In this course project, I used multiple linear regression to model urban growth. The model formula is:

Urban = Beta_0 + Beta_1*roadDens + Beta_2*popDens + Beta_3*barren + Beta_4*water + Beta_5*nature + Beta_6*agric

Where
  Urban  = Dependent variable, percent of census tract's land cover urban
  Beta_0 = Y-intercept coefficient
  Beta_{1..6} = Coefficients
  roadDens = (Length of roads in meters / area of tract in square meters)
  popDens = (ACS Estimated population / area of tract in square meters)
  barren = (NLCD Barren landcover pixels / total pixels in census tract)
  water = (NLCD Open Water landcover pixels / total pixels in census tract)
  nature = ((Forest + Shrub + Grassland + Wetlands) landcover pixels / total pixels in census tract)
  agric = ((Pasture + Crops) landcover pixels / total pixels in census tract)

Frameworks

I used the Google Cloud Platform Dataproc service to host a Hadoop cluster.

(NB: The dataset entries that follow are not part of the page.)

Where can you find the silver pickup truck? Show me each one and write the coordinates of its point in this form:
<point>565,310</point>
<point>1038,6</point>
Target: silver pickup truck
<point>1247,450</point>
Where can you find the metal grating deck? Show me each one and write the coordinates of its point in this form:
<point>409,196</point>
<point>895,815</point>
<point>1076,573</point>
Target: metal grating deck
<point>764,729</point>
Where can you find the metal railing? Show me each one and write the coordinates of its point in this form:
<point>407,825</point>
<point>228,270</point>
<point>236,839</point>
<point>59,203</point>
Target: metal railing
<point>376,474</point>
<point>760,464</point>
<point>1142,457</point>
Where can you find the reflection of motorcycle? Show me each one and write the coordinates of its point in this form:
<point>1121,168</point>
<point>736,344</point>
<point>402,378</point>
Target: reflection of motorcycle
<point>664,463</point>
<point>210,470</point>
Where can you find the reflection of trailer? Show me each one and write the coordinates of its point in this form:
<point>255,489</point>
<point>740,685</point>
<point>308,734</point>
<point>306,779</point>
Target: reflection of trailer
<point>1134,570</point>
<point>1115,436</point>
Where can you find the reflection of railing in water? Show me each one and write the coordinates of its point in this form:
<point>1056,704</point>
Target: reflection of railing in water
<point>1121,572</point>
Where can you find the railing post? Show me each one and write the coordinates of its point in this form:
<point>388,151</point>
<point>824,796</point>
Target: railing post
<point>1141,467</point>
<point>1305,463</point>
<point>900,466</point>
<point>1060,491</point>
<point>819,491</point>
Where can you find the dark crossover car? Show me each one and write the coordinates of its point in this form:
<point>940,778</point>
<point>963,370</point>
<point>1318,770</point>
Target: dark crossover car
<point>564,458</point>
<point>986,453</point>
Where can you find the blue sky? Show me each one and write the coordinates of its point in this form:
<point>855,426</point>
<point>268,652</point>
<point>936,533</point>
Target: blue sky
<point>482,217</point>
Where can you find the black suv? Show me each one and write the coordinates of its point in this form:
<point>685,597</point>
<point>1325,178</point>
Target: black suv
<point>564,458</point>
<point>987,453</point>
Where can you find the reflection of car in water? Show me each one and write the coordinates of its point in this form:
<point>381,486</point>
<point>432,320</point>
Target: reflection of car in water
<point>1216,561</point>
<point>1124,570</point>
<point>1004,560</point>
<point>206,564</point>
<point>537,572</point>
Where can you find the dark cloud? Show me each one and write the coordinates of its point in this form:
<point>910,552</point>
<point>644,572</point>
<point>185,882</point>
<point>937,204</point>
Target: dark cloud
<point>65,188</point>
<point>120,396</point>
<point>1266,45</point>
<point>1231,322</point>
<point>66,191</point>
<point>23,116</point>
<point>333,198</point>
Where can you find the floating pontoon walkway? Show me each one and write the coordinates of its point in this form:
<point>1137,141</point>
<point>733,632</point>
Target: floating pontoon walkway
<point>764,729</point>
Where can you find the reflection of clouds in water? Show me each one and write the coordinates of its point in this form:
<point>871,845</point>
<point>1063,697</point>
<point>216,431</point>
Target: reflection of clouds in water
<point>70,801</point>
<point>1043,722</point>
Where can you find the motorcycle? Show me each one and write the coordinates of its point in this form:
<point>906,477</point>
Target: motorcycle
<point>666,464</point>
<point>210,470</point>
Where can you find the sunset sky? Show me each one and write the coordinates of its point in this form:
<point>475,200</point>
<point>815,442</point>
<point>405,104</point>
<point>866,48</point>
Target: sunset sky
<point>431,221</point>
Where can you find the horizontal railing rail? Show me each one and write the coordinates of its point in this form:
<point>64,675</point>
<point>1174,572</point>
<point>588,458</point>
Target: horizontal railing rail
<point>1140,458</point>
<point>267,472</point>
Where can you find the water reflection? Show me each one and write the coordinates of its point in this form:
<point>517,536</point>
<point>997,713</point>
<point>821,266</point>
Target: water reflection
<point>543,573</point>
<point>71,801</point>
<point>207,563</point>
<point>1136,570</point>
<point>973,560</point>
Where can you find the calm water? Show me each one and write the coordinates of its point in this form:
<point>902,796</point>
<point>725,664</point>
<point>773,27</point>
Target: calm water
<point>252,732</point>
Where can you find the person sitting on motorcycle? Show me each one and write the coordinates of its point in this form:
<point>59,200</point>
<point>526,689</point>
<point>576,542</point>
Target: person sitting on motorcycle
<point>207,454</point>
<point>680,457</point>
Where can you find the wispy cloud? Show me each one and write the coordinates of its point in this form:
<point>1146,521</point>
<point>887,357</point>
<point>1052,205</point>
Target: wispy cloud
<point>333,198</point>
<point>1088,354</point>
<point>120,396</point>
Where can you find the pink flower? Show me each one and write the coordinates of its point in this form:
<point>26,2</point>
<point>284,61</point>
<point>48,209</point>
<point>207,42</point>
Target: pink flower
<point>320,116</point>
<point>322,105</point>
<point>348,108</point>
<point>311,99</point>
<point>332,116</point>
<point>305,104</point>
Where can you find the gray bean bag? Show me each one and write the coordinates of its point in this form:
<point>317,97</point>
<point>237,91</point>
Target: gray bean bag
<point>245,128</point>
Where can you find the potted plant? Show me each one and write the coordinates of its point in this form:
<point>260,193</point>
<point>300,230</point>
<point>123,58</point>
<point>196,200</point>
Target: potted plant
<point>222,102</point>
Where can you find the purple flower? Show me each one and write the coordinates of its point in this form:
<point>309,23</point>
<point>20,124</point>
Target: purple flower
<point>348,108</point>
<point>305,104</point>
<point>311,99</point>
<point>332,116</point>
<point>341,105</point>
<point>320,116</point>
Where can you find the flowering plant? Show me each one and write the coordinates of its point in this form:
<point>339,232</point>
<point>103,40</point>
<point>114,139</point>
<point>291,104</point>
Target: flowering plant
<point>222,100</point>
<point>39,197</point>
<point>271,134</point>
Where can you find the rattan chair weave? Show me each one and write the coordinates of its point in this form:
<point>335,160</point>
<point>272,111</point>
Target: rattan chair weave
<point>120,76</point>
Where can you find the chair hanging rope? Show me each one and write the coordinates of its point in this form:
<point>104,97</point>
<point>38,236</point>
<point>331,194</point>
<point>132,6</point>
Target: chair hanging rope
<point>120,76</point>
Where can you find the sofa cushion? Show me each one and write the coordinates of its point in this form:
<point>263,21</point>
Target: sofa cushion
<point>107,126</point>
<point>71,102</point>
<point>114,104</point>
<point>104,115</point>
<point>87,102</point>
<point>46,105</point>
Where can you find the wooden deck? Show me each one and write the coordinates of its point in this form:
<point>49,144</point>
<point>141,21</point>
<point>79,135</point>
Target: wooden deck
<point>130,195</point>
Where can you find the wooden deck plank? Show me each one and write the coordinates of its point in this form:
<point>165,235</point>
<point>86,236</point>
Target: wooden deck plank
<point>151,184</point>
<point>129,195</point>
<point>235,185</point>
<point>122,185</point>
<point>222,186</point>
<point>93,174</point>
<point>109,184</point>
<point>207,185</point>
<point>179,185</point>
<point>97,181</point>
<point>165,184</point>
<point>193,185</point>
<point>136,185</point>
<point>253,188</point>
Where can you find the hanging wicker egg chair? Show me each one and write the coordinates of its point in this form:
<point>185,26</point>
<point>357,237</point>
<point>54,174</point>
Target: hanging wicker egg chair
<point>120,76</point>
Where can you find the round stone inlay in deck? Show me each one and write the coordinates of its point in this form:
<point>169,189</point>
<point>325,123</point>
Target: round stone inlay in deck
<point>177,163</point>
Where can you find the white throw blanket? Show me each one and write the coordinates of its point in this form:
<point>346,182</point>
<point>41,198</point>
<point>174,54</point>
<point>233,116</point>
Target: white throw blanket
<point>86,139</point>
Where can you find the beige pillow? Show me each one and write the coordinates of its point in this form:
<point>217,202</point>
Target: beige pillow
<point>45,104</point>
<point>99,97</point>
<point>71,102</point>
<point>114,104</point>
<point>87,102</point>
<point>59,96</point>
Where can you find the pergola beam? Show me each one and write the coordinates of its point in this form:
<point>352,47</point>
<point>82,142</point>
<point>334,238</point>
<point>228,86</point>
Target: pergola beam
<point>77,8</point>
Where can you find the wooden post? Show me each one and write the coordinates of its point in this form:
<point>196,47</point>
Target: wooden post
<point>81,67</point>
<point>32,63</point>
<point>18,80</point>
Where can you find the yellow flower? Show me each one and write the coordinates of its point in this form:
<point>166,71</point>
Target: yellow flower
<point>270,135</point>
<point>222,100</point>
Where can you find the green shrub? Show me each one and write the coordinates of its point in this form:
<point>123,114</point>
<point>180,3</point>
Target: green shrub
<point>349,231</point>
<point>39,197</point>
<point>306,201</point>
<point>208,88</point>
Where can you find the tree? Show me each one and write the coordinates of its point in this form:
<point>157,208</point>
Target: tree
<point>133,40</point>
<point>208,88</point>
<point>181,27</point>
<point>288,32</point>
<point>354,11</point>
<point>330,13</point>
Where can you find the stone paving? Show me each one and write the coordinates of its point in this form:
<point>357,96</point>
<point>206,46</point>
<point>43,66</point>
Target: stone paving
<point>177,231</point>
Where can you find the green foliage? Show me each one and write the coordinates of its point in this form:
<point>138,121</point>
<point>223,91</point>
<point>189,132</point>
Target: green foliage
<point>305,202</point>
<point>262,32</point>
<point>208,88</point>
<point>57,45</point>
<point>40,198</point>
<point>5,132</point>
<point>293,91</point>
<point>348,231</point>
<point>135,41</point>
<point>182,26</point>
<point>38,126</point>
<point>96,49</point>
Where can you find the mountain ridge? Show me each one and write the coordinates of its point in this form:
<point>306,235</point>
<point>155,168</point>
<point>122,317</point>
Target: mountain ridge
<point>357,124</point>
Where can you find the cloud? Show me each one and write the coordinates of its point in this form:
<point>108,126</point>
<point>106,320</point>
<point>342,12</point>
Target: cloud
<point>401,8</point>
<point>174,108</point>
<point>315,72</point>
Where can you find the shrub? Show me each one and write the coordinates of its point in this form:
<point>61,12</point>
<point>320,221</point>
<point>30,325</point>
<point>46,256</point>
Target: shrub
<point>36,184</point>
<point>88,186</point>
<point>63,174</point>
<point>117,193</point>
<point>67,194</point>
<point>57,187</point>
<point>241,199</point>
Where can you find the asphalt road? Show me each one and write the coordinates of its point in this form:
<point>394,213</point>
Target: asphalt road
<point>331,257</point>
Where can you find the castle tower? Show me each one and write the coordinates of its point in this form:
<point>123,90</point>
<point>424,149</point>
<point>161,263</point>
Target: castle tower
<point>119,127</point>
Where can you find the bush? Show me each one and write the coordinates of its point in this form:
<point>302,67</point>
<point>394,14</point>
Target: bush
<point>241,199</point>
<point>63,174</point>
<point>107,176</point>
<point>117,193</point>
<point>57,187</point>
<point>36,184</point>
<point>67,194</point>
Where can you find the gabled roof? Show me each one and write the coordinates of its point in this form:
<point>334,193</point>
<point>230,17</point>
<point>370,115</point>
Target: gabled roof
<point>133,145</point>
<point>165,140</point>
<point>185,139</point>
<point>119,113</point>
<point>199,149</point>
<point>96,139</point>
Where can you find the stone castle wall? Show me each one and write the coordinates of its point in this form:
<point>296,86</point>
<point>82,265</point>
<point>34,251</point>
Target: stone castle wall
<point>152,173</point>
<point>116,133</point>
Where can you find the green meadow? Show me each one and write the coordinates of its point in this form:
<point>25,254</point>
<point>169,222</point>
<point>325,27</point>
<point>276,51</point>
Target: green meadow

This service has multiple images for cluster VM nodes. I chose Dataproc 1.5, which includes Ubuntu 18.04 LTS, Hadoop 2.10, and Spark 2.4. It also runs Python 3, which was my primary motivation for choosing this image.

Data sources

Data Pipeline / Tasks

  1. Download Census data for years 2011, 2013, 2016
    • Population Estimate from American Community Survey (5-Year)
    • TIGER/LINE Roads
    • Save to disk as ESRI Shapefiles
  2. Calculate road density per census tract
    1. ST_INTERSECTION: Cut road lines with tract polygon edges
    2. Calculate lengths of road line segments
    3. Calculate area of census tracts
    4. Group By tract ID and sum all segment lengths
    5. Divide summed lengths by tract areas to get density
    • (Therefore, tract size no longer matters)
  3. Calculate population density per census tract
    1. Left Join road density data frame with population data frame (to re-use census tract area column)
    2. Divide population estimate by tract area
    3. Rename columns for convenience
  4. Write population and road densities to CSV
  5. Test Linear Regression in R
    • By suggestion of the instructor, it was very useful to have known-valid values to validate my implementation later in Apache Spark.
    • cc.fit.2011 = glm(urbany ~ roaddens + popdens + barren + water + nature + agric , data = lcpr2011)
  6. Upload data to Hadoop HDFS
    • freezurbern@cluster-95c6-m:/home/ubuntu$ hadoop fs -put lcpr2011.csv /user/root/lcpr2011.csv
    • freezurbern@cluster-95c6-m:/home/ubuntu$ hadoop fs -put lcpr2013.csv /user/root/lcpr2013.csv
    • For Google Dataproc, upload the files following their tutorial
  7. Run model using independent variables from 2011 and dependent variable from 2016
  8. Predict using independent variables from 2013 and dependent variable from 2016

Apache Spark - Steps Implemented

  1. Data Loading
    1. After uploading to HDFS, using spark to read CSV
    2. Cleanup data columns and rename
  2. Compute multiple linear regression coefficients
    1. Based on my Assignment 2 code
    2. Store the coefficients on HDFS for later use
  3. Distributed prediction
    1. Loading new data from HDFS
    2. Loading coefficients from HDFS
    3. Adding coefficients as columns
    4. Computing dependent variable
    5. Return DataFrame with input data and prediction
  4. Data Export
    1. Saving computed prediction to HDFS
  5. Calculate R-squared
  6. Searching and Plotting
    1. Install geopandas on the Dataproc JupyterLab instance
    2. Upload Census polygons to Google Cloud Storage bucket
    3. Access bucket to load from shapefile
    4. Plot!

External tools and packages

In this project, I further developed my knowledge of R to create my data pipeline. I chose R for this task because I am using it in another course this semester, and there are two very convienent packages authored by Kyle Walker:

These packages were instrumental in gathering Census data. Tidycensus is a convenient alternative to data.census.gov and tigris is a similar package for spatial data from the US Census. I utilized R Studio Server in a Docker container for reproducibile environments. Please see Appendix item 3 below for the Docker Compose script.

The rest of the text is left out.